Three movements, three strings, three core voices
The concerto famously has three movements with no slow middle movement in the original (some editions insert one). Plus the instrumentation for the first and last movements centers heavily on three parts (strings). So there’s an inherent “threeness”—a triangle motif. In geometry, the triangle is the simplest polygon, the basis of stability. That “3” echoes in the piece’s structure.

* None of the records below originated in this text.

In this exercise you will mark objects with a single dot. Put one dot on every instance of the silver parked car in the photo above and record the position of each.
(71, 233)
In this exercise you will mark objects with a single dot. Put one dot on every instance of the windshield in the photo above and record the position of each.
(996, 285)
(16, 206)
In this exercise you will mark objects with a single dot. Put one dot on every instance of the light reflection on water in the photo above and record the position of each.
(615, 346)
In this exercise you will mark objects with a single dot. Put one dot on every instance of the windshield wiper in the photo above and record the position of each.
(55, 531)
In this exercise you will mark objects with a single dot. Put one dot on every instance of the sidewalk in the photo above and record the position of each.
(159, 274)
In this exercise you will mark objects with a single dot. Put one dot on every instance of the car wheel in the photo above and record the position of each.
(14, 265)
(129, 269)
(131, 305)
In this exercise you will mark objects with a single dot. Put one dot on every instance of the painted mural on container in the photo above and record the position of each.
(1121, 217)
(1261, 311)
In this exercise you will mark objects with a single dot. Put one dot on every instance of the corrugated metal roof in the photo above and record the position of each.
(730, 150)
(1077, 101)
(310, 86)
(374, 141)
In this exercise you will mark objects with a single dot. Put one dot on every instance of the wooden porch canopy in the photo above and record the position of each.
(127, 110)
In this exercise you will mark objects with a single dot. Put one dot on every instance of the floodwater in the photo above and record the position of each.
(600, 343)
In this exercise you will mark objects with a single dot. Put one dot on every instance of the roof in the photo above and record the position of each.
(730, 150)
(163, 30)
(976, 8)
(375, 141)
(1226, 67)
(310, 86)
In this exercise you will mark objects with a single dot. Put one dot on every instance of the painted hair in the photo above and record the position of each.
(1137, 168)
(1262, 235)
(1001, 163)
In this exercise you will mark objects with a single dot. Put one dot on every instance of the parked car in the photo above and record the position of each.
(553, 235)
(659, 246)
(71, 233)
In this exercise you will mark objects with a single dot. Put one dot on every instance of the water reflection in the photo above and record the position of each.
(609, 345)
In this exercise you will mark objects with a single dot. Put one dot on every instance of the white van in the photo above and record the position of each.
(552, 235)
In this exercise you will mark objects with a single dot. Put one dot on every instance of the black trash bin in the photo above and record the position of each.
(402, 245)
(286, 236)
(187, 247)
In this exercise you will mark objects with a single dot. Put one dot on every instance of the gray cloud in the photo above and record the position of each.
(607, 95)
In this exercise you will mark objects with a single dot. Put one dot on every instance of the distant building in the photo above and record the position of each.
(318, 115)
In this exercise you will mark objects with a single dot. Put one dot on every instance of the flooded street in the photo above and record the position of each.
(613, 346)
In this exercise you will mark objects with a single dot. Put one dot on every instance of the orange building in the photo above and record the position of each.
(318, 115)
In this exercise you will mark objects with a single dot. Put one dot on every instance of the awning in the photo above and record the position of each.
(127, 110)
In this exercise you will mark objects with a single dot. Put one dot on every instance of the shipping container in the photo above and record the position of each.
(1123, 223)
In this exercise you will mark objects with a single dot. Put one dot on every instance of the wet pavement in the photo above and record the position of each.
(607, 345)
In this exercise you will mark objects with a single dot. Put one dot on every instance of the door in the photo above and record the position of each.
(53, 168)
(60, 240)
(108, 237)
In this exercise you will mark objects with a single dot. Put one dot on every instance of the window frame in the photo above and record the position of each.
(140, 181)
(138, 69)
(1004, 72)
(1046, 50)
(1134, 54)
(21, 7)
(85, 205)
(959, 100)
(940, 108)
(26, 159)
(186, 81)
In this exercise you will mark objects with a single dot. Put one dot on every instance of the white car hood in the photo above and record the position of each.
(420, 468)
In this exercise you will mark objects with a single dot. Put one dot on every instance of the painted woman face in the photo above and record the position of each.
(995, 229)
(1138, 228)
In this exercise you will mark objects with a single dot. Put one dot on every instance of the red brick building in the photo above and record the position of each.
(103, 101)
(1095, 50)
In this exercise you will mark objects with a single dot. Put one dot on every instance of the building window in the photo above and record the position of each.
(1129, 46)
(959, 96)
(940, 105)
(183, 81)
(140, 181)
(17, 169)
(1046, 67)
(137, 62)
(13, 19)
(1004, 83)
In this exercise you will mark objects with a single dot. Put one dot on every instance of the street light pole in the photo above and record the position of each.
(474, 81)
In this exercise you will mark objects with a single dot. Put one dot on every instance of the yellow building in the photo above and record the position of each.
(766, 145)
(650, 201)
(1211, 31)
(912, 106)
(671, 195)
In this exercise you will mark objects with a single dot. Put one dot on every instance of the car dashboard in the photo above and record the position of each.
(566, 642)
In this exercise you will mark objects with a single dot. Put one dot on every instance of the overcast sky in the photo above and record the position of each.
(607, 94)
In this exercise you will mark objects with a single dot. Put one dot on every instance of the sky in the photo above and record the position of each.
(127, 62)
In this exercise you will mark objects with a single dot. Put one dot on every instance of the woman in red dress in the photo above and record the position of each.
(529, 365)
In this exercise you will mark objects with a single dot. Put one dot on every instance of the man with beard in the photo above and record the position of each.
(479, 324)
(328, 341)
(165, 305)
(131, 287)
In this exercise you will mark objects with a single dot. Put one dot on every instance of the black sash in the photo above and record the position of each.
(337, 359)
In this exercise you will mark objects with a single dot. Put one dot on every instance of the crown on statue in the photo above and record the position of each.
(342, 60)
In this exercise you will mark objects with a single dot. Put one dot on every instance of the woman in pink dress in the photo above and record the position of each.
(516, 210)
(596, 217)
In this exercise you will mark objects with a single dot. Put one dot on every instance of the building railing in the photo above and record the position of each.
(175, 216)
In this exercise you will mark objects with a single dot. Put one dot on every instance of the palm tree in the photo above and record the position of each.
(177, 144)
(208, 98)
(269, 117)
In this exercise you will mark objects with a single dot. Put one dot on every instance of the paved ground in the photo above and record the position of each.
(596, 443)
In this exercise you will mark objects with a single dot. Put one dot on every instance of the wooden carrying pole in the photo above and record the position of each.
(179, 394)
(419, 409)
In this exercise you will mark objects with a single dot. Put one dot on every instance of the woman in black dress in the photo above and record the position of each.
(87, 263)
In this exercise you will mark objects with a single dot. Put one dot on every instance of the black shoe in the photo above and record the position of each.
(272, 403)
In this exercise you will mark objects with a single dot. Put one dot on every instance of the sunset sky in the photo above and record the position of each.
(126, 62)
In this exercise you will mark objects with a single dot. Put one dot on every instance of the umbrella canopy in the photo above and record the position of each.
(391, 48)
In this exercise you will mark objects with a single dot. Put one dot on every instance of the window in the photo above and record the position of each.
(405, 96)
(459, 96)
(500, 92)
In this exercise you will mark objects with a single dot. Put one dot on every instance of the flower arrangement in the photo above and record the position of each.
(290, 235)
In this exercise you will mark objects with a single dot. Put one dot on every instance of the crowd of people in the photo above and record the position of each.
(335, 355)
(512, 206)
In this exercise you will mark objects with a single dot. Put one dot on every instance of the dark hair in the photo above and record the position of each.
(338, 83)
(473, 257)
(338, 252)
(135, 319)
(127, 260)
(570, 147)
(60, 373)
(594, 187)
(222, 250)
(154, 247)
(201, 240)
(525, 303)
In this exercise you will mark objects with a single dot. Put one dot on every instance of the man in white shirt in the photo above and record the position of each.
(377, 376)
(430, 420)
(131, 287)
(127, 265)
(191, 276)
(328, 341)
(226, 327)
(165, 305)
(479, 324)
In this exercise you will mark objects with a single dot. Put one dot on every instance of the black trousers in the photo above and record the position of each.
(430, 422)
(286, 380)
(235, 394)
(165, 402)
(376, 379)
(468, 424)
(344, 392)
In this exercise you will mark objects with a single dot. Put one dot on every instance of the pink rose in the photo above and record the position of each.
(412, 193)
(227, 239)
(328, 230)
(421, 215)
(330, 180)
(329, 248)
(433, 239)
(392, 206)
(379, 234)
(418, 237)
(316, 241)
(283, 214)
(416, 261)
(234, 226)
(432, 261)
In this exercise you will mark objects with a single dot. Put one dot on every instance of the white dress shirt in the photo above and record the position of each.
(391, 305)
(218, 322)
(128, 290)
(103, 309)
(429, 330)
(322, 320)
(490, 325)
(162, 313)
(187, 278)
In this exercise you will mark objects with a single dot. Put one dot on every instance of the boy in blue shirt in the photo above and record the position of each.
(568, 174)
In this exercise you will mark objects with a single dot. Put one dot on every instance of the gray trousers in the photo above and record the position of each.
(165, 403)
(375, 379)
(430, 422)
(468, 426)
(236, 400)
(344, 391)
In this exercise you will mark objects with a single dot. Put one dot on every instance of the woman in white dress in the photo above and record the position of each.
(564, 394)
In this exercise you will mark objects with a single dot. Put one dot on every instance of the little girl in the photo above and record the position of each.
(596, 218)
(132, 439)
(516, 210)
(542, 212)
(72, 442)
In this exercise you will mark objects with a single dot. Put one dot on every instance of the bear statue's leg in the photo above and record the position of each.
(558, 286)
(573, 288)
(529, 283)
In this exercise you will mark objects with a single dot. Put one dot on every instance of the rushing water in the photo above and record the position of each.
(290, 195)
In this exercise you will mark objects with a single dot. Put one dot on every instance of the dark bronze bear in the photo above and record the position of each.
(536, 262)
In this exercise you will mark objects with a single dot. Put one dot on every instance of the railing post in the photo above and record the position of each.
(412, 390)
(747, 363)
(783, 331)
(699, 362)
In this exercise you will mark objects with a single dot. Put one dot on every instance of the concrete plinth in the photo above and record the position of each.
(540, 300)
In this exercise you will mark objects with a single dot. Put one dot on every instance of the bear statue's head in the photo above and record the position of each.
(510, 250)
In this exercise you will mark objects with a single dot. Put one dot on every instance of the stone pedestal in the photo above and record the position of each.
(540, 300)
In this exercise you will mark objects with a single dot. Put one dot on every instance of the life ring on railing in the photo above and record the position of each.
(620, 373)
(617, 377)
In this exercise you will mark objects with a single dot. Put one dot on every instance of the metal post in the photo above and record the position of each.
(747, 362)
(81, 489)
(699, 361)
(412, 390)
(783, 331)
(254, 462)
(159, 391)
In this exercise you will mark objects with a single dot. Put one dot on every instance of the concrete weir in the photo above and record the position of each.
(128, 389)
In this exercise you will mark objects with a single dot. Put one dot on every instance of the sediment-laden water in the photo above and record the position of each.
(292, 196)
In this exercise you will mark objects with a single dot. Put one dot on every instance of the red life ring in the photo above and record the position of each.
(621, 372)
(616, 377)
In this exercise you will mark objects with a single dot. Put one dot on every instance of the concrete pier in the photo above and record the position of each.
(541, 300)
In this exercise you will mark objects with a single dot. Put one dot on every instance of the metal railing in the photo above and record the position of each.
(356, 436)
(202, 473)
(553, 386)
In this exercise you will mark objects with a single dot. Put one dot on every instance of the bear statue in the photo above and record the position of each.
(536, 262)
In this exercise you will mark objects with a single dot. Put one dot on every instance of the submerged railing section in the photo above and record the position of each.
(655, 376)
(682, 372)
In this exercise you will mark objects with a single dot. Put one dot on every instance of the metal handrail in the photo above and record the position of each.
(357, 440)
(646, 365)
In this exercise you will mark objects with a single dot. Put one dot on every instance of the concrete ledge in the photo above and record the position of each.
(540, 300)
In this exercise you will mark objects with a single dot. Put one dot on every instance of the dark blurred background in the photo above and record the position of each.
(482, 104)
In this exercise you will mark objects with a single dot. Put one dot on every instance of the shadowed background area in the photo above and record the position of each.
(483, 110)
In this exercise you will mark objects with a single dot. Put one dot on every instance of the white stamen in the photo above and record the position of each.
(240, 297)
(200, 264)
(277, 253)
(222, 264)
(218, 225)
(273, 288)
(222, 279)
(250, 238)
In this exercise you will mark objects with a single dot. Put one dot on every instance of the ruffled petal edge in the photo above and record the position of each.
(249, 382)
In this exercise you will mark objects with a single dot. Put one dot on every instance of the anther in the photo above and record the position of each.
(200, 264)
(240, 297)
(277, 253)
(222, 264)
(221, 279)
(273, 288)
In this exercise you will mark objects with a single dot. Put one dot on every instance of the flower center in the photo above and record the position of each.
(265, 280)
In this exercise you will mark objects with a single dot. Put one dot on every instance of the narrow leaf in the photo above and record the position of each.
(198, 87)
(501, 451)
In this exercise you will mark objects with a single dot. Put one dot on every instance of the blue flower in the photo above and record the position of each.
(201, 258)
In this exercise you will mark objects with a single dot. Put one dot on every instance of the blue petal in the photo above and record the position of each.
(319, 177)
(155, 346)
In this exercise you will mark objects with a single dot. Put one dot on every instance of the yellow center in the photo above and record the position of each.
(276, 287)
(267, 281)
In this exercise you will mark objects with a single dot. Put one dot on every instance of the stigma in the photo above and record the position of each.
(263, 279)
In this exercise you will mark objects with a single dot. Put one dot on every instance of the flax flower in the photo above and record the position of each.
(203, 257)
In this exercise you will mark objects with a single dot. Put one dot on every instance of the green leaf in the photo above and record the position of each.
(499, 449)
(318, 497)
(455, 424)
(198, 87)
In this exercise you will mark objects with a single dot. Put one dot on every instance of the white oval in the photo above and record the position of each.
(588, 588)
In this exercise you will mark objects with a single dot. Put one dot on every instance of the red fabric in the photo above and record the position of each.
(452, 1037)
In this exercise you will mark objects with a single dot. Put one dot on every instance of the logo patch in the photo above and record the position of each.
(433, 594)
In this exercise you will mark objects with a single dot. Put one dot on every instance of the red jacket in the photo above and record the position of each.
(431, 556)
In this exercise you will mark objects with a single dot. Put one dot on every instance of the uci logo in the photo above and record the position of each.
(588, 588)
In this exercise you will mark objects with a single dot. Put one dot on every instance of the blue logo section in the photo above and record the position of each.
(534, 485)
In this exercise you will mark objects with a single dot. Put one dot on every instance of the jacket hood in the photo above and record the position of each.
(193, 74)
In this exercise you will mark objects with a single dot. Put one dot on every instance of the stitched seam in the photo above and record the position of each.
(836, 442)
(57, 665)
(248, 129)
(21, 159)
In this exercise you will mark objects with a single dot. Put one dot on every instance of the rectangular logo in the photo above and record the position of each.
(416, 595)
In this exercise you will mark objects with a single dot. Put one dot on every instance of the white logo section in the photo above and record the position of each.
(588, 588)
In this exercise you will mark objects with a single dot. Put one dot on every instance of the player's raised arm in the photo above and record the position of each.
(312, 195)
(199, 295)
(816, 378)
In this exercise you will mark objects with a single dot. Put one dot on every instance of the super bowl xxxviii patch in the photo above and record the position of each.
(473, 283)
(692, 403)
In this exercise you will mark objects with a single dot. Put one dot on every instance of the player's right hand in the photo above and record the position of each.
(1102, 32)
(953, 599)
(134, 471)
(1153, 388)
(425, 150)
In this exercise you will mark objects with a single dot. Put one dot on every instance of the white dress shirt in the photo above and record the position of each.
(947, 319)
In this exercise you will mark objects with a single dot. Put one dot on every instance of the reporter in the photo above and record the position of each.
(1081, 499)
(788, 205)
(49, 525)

  1. Polyphony as polygon edges
    Each instrumental line (violin, viola, cello/gamba, continuo) is like a vector or edge in a polygon. When they weave in counterpoint, they trace out paths in musical space that intersect, diverge, converge. The combined voices form a “mesh” — you can imagine a network of lines in 3D space (time, pitch, dynamics) creating a “sound polyhedron”.
  2. Symmetry and periodic return
    Themes return, motifs mirror, and sequences repeat — there’s a rotational or reflective symmetry. In one section, you might get a theme shifted (modulated) by a perfect fifth (geometric “rotation” in tonal space), then inverted (a mirror reflection). It’s like folding a pattern over itself.
  3. Harmonic geometry: circle of fifths & tension/resolution arcs
    The harmonic progressions — moving through dominant, subdominant, relative minors — traverse the circle of fifths (a circular geometry). Tension builds and resolves; you can map those progressions on a circle, or project them radially. The “distance” (number of steps in the fifths’ cycle) corresponds to how “far” the harmony moves from the home G major center.
  4. Triangle of Voices ↔ Conscious Triangulation
    In consciousness, you often triangulate: you, the observed, and the observer. In this concerto, the primary voices triangulate musical conversation. The piece becomes a conversation between parts and with the listener — much like your mind triangulates internal states with external stimuli.

Consciousness Analogy

  • Voices = Streams of Awareness
    In your mind: sensory input, memory, intention. They interweave like Bach’s strings. Sometimes one leads, others echo, sometimes they all merge.
  • Modulation = Shift in Awareness
    When the concerto modulates (changes key or tonal center), it’s like your attention shifting focus. You’re in G major, then surprise — you’re in D major, then E minor. That’s your mind drifting to another “frame” or “mode”.
  • Resolution = Moment of Insight
    When dissonances resolve, there’s relief. In consciousness, when conflicting thoughts unify, you get clarity or “aha” moment — the resolution of internal tension.
  • Structure = Cognitive Architecture
    The architecture of the concerto — movements, episodes, sequences — parallels your cognitive structure: the way your mind divides experience into segments, loops on themes, and revisits refrains.